Just noticed that our automated ticket creation workflow is failing intermittently when attempting to push conversation metadata from Genesys Cloud to ServiceNow. The integration uses a standard outbound webhook triggered by a digital channel conversation end event, routed through an Architect Data Action to format the payload before hitting the ServiceNow REST API endpoint.
The issue manifests as a 400 Bad Request error specifically when the sys_id of the referenced incident is null or malformed in the initial payload transformation. We are running Genesys Cloud version 2024-3.0 and ServiceNow Washington DC P2. The webhook configuration in Genesys Cloud appears correct, returning a 200 OK for the test payload, but the live traffic fails during the data action execution phase.
Steps to reproduce:
- Initiate a digital channel conversation (WhatsApp) in the Europe/London region.
- Trigger the “Create ServiceNow Ticket” flow upon conversation disposition.
- Execute the Data Action “Transform Payload for ServiceNow” which maps
conversation.id to sys_id and agent.name to assigned_to.
- Observe the webhook execution log in Genesys Cloud Admin.
The error log shows:
{
"error": {
"message": "Bad Request",
"status": 400,
"detail": "Field 'sys_id' is required and cannot be null"
}
}
I have verified the ServiceNow table schema, and the field is indeed mandatory. However, the Genesys Cloud Data Action seems to be stripping the value before the HTTP POST is initiated. I suspect this might be related to how the webhook handles asynchronous data resolution in the Architect flow. The cache_ttl on the data action is set to default, but I have tried increasing it to 3600 seconds without success.
Has anyone encountered similar serialization issues when mapping conversation attributes to mandatory ServiceNow fields via webhooks? I am cross-referencing the Genesys Cloud Data Action documentation, but it lacks specific examples for nested object mapping in outbound webhooks. Any insights on debugging the payload structure before it leaves the Genesys Cloud edge node would be appreciated.
TL;DR: The 400 error likely stems from payload structure mismatches in the Data Action output. Ensure the JSON object matches ServiceNow’s strict schema requirements for sys_id and incident fields.

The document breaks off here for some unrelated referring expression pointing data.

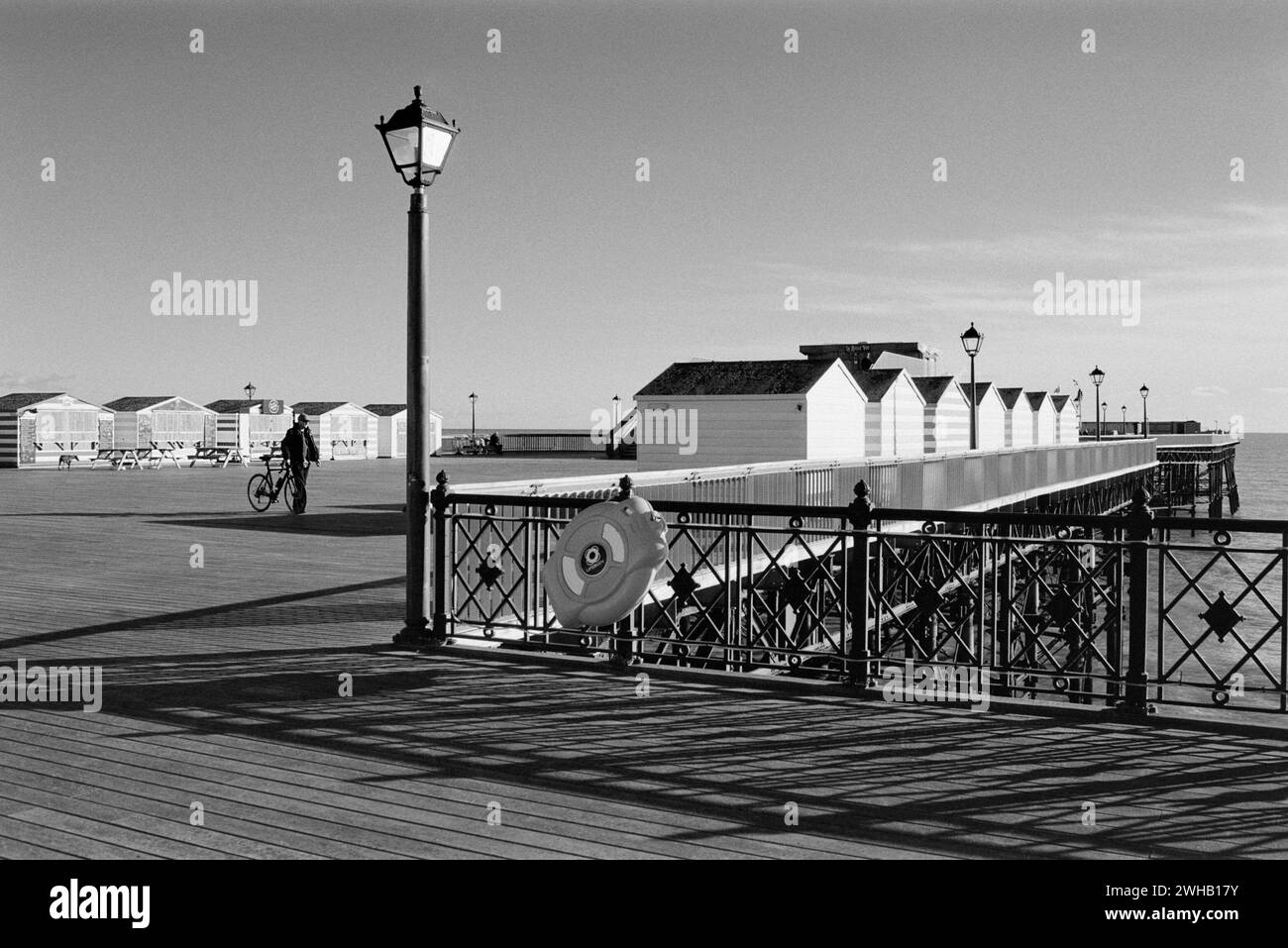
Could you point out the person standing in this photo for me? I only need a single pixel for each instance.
(299, 450)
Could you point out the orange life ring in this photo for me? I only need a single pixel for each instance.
(604, 563)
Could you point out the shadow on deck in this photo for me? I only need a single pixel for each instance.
(585, 767)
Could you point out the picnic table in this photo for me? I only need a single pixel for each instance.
(218, 456)
(161, 454)
(119, 458)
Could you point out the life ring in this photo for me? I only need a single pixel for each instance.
(604, 563)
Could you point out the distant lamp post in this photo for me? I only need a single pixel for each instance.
(417, 140)
(1096, 377)
(617, 423)
(971, 340)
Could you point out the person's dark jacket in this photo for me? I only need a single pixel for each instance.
(297, 446)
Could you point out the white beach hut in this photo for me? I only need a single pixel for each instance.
(343, 430)
(947, 414)
(253, 427)
(163, 421)
(1067, 421)
(704, 414)
(992, 416)
(1043, 416)
(896, 414)
(39, 427)
(1018, 417)
(391, 429)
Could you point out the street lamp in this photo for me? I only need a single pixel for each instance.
(417, 140)
(1096, 377)
(617, 421)
(971, 340)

You might want to look at how the Data Action transforms the Genesys Cloud digital channel metadata before it reaches the ServiceNow webhook. A 400 Bad Request in this context usually indicates that the target API rejected the payload due to invalid field types or missing mandatory parameters, rather than a connectivity issue.

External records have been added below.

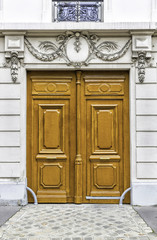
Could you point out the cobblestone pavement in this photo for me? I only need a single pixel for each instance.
(76, 222)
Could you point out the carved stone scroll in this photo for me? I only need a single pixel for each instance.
(77, 49)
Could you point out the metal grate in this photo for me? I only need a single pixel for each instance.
(77, 11)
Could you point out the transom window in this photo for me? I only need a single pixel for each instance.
(77, 11)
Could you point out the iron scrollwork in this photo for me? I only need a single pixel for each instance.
(78, 11)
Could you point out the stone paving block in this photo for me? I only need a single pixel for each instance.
(76, 222)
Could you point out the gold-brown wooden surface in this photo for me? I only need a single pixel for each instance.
(78, 135)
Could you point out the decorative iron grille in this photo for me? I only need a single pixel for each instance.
(77, 11)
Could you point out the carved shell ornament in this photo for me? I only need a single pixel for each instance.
(77, 49)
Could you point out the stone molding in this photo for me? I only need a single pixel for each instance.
(105, 51)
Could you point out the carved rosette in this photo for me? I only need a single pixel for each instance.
(77, 49)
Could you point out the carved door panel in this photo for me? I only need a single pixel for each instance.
(52, 138)
(77, 135)
(105, 115)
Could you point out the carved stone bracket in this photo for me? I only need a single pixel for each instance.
(142, 58)
(14, 53)
(12, 61)
(77, 49)
(141, 51)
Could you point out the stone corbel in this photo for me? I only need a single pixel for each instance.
(14, 53)
(141, 51)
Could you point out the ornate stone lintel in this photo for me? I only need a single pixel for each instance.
(14, 53)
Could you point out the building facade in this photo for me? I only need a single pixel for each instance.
(78, 103)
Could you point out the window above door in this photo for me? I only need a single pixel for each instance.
(77, 11)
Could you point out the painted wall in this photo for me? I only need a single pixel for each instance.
(143, 97)
(143, 122)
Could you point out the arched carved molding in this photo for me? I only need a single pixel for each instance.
(85, 48)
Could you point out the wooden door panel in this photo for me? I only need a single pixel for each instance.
(104, 179)
(52, 127)
(78, 135)
(105, 115)
(53, 130)
(52, 112)
(104, 143)
(104, 128)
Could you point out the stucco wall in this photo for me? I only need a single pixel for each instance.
(143, 121)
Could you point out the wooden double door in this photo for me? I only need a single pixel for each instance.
(77, 135)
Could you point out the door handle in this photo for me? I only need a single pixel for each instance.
(51, 158)
(104, 158)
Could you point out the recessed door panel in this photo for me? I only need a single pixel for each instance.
(52, 127)
(52, 137)
(78, 136)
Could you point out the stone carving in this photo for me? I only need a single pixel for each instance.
(85, 45)
(12, 61)
(14, 66)
(141, 59)
(141, 66)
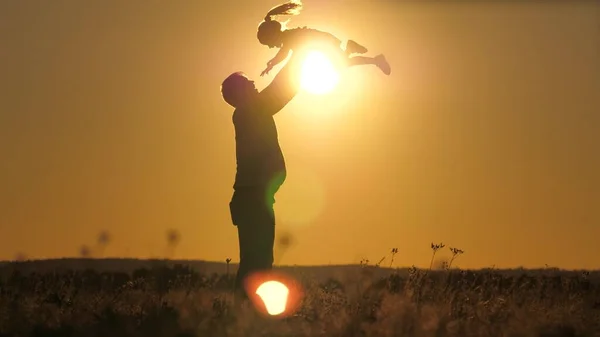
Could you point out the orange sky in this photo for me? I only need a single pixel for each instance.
(484, 137)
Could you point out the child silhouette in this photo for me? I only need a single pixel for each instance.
(273, 34)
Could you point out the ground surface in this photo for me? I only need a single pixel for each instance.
(94, 298)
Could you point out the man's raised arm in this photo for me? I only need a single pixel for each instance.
(283, 88)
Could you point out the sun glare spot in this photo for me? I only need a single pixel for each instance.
(318, 75)
(274, 294)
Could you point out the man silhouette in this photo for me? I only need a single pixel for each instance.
(260, 165)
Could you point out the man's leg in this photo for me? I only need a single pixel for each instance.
(256, 234)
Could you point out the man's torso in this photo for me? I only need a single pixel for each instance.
(260, 161)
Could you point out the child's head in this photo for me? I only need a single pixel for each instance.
(269, 31)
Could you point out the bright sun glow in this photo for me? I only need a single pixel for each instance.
(318, 75)
(275, 296)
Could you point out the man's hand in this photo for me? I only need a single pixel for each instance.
(267, 70)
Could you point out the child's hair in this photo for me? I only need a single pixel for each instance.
(269, 26)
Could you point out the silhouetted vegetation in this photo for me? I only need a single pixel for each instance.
(176, 300)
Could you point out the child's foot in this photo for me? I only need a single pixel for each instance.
(354, 48)
(382, 63)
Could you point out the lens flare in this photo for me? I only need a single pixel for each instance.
(274, 295)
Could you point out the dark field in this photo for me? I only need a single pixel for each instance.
(139, 298)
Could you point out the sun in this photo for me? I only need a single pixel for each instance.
(318, 75)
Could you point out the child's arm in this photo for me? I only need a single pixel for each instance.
(281, 55)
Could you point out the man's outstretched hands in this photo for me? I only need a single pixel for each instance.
(267, 70)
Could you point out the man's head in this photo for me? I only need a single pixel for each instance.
(238, 90)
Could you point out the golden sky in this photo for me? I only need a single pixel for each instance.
(485, 136)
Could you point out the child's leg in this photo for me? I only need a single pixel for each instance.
(352, 47)
(378, 60)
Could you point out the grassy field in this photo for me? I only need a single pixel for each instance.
(112, 298)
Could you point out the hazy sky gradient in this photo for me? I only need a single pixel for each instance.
(485, 136)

When exporting conversation data for legal or audit purposes, we see similar failures when the metadata JSON contains null values for required fields. ServiceNow is strict about this. The Data Action script needs to explicitly handle null checks and type casting.
Here is a sample transformation logic that often resolves these schema violations:
// Sample Data Action Script Logic
const snowPayload = {
short_description: conversation.summary || "No summary provided",
caller_id: {
sys_id: user.sysId || "unknown"
},
u_genesys_recording_url: recording.url || null
};
// Ensure sys_id format is correct if updating existing records
if (snowPayload.sys_id && !snowPayload.sys_id.match(/^[a-f0-9]{32}$/)) {
throw new Error("Invalid sys_id format");
}
return snowPayload;
Check the ServiceNow table schema documentation for the specific incident table you are targeting. Sometimes the u_ custom fields have different data types than expected. Also, verify that the webhook URL in the Data Action configuration includes the correct table name and API version.
If the payload is too large, ServiceNow might also reject it. Digital channel transcripts can be verbose. Consider truncating the transcript field in the Data Action before sending it to the API. This reduces the payload size and prevents timeout or length-related 400 errors.
The way I solve this is by validating the payload structure against ServiceNow’s strict schema requirements. The Data Action often introduces unexpected null values. See KB-9021 for a reference implementation.
You need to sanitize the sys_id field before it leaves the Data Action. ServiceNow strictly enforces UUID format for this identifier, and Genesys Cloud often passes empty strings or malformed values when the incident is newly created.
{
"sys_id": "{{ $conversation.sys_id || '' }}",
"caller_id": "{{ $participant.email }}"
}
The 400 error typically occurs because the target API rejects nulls or whitespace in mandatory fields. When building AppFoundry integrations, we always add a validation step in the Data Action to check for empty strings. If the sys_id is missing, default to a placeholder or skip the update. Also, ensure the Content-Type header is explicitly set to application/json in the outbound webhook configuration. Missing headers can cause ServiceNow to misinterpret the payload structure, leading to strict schema validation failures. Check the raw request logs in the Architect trace to confirm the exact JSON structure being sent.